Most importantly, the decision corrects a common mistake made about the California duty to defend determination: the misperception that the trial court’s pre-trial denial of an insurer’s motion for summary judgment on the duty to defend establishes that the duty to defend is owed to the policyholder.  The seminal Montrose decision set forth the rule that an insurer can only get summary judgment that it has no duty to defend when it establishes by undisputed facts that there is no potential for coverage, and the Horace Mann decision added that, when coverage depends on an unresolved dispute of fact as to the claim, that dispute not only requires denial of the insurer’s motion but further establishes the potential for coverage and thus the duty to defend.  But that does not mean that every denial of an insurer’s motion for summary establishes the duty to defend.

In McMillin Companies, the trial court accepted the policyholder’s contention that the insurer’s earlier unsuccessful motion for summary judgment established the duty to defend, and so the trial court granted the policyholder’s motion in limine to bar evidence at trial as to whether the duty to defend was triggered under the insurer’s blanket additional insured endorsement.  The Court of Appeal reversed, noting that the insurer lost the summary judgment motion because it had not met its initial burden of proof, not because the judge had found any genuine issue of material fact as to the potential for coverage.  Because a denial for failing to meet the initial burden of proof does not establish an issue of material fact or the potential for coverage, the insurer was entitled to a retrial to contest the duty to defend.

The Court of Appeal also addressed how the trial court should have dealt with the policyholder’s prior settlements of its additional insured claims against other insurers.
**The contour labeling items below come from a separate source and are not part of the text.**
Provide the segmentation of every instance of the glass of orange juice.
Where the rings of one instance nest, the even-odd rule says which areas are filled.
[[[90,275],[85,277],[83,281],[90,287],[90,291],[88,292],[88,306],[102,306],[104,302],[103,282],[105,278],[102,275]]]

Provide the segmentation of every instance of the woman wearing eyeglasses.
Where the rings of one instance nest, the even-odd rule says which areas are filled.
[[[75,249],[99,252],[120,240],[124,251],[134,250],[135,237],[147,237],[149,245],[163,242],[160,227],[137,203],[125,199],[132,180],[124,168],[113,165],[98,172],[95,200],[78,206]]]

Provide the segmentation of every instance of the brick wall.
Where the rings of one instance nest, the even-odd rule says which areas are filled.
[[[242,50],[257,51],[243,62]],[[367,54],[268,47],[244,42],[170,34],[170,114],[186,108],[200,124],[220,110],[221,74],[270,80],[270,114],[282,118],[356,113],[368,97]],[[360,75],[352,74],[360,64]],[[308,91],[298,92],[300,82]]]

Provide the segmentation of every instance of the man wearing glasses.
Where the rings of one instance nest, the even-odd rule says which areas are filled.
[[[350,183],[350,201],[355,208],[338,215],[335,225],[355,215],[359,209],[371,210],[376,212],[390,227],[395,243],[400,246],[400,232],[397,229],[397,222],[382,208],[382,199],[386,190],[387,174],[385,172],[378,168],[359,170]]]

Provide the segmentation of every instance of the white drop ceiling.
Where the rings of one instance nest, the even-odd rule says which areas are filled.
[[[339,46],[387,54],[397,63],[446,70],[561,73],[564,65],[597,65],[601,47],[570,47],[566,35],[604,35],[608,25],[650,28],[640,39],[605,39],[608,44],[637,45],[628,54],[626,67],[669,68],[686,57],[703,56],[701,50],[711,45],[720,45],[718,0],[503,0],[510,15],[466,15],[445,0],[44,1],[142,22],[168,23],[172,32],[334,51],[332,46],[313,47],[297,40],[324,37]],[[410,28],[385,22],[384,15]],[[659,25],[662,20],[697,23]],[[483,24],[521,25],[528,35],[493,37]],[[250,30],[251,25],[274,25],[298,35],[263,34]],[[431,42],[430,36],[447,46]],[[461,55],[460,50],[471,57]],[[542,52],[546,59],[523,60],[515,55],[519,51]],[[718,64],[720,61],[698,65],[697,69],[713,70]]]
Where damages are disputed, the offset for such settlements should be treated as a limit on the policyholder’s eventual recovery and determined after trial had established the recoverable damages.  The Court of Appeal recognized the principle that a policyholder who is defended by another insurer has no damages for breach of the duty to defend (from cases such as Emerald Bay), but it explained that post-breach settlements do not directly reduce damages and so generally should not be applied to reduce the claim in a motion in limine before trial.

The decision includes discussion about appellate procedure that may be of interest to practitioners.  The unpublished portion of the decision has some strong criticism of both sides in the case for not providing adequate citation to the record with respect to the material issues in the case and applies the remedy of ignoring points not supported by record cites.  The decision also discusses the complexity of determining the appropriate standard of review when motions in limine are used to exclude all evidence and dispose of issues, instead of the preferred procedures of substantive motions (such as motions for summary judgment, nonsuit, and directed verdict).